Although Oklahoma has well-performing public pensions that follow the nationally recognized best practices for pension plans, it has still been a battleground for public pensions the past several years. The conservative state legislature has considered a number of bills over the past few sessions that would gut public pensions and harm the retirement security of working families.
While the ultra-conservative governor and state treasurer have both publicly stated their desire to dismantle public pensions in Oklahoma, two interim study commissions held this fall provided the opportunity to learn the facts about Oklahoma’s pension systems.
In recent testimony before the state senate study commission, economist Steve Herzenberg noted a number of strengths of Oklahoma’s public pensions. Five of the seven pension plans are above the 80% funding ratio to be considered a healthy plan and, as a whole, Oklahoma’s pensions rank seventh nationally in investment returns. Also, Oklahoma’s pensions are relatively modest, especially given the low overall compensation of public employees there. Furthermore, the state legislature has already enacted reforms in the past several years to put the pensions on a sound financial footing and legislators have touted these changes.

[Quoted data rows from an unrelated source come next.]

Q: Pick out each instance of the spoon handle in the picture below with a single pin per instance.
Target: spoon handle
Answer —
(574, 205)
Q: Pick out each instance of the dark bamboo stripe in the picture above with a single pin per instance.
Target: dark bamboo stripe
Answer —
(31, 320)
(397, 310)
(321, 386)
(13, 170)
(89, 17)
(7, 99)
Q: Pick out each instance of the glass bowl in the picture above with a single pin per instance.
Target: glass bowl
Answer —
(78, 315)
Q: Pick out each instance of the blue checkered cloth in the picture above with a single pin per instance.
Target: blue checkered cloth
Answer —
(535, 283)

Based on his analysis, Herzenberg said “[Oklahoma’s pension] plans have performed well with high returns” and are financially sound.
Oklahoma’s teachers, firefighters, police officers, and other public employees deserve a secure retirement after a career of public service. The state legislature currently faces a classic “if it ain’t broke, don’t fix it” situation: the public pensions there are working well and making drastic changes to them would do far more harm than good.